In 1836, Novello began publishing The Musical World, a periodical that was the first weekly devoted to music; its publication continued until 1891. In 1842 Novello acquired Mainzer's Musical Times and Singing Circular. This formed the basis of The Musical Times and Singing Class Circular, published monthly from 1844 and (as The Musical Times) still in business today.

Alfred Novello promoted and built the business into a huge commercial success, and is credited as being the first to introduce inexpensive sheet music (reducing the retail price by a factor of four) and to depart from the method of publishing by subscription. From 1841, Henry Littleton assisted Alfred Novello, becoming a partner in 1861 when the firm became Novello & Co. On Alfred's retirement and the completion of the sale in 1866, Littleton became sole proprietor. Having incorporated the firm of Ewer & Co. in 1867, the title was changed to Novello, Ewer & Co., and still later back to Novello & Co., and, on Henry Littleton's death in 1888, his two sons carried on the business.
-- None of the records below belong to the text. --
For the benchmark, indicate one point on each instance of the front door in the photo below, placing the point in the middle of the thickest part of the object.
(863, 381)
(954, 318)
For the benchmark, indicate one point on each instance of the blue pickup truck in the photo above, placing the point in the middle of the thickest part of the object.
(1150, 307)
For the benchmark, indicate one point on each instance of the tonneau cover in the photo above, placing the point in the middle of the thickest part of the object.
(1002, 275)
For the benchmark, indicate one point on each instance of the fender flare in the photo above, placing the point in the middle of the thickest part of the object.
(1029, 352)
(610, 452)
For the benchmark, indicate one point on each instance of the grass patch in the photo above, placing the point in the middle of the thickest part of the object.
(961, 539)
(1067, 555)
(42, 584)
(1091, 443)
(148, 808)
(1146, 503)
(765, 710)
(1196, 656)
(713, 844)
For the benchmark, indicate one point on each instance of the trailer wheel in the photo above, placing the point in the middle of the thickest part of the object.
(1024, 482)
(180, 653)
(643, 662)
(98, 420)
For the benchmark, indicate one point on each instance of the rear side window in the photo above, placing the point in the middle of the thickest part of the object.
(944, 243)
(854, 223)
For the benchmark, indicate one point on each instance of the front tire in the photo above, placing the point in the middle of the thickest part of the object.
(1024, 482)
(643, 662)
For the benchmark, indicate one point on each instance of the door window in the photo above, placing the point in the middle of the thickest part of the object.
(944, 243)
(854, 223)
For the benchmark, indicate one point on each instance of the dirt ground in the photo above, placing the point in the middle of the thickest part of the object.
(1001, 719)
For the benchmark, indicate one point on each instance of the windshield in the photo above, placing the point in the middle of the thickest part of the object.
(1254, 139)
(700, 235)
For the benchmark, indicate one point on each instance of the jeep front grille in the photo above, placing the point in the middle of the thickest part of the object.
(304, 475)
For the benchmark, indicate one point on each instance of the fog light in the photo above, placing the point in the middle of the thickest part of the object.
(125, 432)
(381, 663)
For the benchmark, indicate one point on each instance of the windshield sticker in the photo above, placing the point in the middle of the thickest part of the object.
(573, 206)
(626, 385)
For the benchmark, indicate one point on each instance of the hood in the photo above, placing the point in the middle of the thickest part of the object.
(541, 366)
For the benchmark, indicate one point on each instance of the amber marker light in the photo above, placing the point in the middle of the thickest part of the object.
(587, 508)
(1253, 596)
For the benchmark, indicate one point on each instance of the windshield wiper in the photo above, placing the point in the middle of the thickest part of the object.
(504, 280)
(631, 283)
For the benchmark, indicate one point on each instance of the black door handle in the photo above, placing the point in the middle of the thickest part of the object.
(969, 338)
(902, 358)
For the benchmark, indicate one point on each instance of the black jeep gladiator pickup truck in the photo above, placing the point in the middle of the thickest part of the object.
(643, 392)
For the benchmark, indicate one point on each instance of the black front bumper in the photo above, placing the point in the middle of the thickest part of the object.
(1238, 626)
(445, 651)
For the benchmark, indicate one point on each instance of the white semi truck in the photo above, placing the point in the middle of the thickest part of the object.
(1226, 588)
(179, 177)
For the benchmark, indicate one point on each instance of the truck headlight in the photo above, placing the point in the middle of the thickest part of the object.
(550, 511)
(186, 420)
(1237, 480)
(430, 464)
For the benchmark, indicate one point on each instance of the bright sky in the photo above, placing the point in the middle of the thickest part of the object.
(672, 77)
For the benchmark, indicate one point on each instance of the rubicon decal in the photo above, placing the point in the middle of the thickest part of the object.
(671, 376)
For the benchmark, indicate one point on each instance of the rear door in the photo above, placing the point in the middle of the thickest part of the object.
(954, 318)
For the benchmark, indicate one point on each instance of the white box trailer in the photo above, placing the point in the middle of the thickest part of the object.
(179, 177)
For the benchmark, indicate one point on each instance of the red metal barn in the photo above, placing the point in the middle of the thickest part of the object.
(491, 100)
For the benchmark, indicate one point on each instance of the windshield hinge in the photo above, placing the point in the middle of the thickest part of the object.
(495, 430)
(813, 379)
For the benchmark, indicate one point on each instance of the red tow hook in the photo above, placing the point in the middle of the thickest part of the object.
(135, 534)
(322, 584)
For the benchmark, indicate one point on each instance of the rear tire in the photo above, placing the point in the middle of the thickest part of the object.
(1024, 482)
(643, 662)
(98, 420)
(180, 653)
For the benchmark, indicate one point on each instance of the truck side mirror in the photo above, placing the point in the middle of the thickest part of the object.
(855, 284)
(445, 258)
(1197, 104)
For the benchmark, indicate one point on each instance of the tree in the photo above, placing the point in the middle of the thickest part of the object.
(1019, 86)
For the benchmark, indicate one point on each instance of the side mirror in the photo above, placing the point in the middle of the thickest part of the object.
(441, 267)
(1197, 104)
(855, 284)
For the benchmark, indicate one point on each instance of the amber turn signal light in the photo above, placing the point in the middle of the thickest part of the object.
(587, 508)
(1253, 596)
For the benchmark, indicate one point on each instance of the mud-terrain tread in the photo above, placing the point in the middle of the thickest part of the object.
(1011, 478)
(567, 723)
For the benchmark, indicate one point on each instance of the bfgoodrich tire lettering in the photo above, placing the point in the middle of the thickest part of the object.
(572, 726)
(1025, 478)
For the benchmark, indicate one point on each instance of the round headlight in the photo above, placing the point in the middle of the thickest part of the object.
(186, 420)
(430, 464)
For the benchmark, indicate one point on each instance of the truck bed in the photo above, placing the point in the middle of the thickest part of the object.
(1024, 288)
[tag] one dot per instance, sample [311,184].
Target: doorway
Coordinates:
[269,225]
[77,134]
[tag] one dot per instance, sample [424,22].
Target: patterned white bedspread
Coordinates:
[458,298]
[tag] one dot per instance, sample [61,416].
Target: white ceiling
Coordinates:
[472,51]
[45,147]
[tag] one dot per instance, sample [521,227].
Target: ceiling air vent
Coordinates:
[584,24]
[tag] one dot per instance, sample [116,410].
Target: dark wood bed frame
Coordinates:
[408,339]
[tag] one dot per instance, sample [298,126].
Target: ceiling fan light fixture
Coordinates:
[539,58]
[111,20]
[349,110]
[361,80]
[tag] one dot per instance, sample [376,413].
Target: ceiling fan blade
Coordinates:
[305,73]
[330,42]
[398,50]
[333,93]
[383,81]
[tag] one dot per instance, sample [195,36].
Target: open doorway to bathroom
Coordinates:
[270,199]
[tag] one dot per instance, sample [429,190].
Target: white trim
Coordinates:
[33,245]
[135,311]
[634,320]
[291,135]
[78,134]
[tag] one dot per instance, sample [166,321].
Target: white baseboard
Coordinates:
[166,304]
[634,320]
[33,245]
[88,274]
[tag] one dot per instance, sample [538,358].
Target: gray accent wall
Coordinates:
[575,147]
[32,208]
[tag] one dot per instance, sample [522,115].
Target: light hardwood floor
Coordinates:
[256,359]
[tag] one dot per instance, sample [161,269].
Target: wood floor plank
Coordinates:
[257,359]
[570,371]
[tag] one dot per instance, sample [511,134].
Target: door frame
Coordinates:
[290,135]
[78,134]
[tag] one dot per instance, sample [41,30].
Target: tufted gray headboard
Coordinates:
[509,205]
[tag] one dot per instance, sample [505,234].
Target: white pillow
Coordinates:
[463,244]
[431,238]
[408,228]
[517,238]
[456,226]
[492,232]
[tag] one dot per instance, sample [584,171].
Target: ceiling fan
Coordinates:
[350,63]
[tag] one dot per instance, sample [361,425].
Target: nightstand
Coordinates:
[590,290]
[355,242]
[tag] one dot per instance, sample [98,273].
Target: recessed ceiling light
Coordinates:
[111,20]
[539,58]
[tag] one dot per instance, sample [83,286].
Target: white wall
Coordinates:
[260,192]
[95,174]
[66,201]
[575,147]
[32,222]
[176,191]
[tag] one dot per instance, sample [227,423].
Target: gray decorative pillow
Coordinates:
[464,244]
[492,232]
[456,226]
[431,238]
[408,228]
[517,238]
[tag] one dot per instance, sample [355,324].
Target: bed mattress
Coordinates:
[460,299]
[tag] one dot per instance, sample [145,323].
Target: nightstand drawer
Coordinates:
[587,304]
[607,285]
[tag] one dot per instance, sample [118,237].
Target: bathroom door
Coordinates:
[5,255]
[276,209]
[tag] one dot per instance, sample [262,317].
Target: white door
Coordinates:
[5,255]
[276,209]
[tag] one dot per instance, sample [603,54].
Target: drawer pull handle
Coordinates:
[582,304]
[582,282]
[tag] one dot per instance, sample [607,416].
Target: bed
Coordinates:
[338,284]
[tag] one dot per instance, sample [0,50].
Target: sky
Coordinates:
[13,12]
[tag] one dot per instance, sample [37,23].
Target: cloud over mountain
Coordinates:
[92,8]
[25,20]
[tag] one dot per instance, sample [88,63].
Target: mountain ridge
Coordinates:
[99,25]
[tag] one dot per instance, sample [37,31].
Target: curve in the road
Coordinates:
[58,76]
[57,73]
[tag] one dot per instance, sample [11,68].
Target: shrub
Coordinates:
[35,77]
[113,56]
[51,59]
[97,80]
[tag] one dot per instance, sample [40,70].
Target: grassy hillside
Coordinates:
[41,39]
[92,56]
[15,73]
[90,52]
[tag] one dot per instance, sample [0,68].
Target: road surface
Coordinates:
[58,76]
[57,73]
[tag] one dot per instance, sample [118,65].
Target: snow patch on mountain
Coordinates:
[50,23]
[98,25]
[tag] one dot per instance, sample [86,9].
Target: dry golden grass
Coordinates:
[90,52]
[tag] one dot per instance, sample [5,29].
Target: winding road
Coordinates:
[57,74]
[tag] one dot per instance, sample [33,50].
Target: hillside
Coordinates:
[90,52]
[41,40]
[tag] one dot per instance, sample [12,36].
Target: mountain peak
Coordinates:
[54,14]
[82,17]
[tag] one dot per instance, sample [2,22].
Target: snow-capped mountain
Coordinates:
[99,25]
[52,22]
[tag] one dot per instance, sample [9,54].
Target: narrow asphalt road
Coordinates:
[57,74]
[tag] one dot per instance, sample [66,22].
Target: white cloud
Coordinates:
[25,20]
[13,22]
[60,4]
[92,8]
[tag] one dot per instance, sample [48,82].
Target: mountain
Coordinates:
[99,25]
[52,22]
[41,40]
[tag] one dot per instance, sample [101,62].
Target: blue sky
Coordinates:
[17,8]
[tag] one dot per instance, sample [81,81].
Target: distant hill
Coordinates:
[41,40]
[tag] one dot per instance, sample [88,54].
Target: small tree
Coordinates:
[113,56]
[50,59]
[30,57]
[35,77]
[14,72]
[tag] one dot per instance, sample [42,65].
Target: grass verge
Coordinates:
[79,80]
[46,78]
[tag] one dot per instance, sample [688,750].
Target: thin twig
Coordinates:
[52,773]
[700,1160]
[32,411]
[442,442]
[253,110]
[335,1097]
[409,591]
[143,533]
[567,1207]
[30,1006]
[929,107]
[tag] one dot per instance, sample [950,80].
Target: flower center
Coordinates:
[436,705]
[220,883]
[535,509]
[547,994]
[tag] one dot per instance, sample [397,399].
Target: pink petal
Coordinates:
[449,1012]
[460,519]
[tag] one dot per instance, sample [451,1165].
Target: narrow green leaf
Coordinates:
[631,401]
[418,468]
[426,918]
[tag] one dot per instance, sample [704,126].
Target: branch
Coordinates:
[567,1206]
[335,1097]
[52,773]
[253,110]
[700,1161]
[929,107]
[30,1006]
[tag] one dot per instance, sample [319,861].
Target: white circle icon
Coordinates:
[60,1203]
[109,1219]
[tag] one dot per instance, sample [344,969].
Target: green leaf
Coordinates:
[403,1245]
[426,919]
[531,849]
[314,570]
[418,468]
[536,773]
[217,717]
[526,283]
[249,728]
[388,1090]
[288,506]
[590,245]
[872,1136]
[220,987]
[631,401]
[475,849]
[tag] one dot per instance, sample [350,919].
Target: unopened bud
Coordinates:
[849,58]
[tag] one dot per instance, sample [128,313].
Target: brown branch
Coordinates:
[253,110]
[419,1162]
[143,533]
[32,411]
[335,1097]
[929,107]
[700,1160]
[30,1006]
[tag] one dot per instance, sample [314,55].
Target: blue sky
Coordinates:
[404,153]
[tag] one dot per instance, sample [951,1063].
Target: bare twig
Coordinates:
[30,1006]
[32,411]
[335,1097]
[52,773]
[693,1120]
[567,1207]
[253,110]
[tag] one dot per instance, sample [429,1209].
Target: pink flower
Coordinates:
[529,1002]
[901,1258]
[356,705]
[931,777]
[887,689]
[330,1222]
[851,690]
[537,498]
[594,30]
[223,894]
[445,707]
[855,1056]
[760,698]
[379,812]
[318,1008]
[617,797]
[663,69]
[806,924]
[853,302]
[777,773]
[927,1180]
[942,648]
Before his retirement, Alfred Novello actively worked against British "taxation of knowledge" and played a significant role in the 1853 repeal of the advertisement duty, the 1855 repeal of the newspaper stamp, repeal of duties on paper and foreign books, and repeal of the security system. He was a friend of Henry Bessemer.

After his retirement from the music publishing business, Alfred Novello moved to Genoa and pursued his interests in the Italian Irrigation Company, playing and composing organ music, and the study of hydrodynamics. He obtained several patents on ship construction and worked with William Froude. He died in Genoa.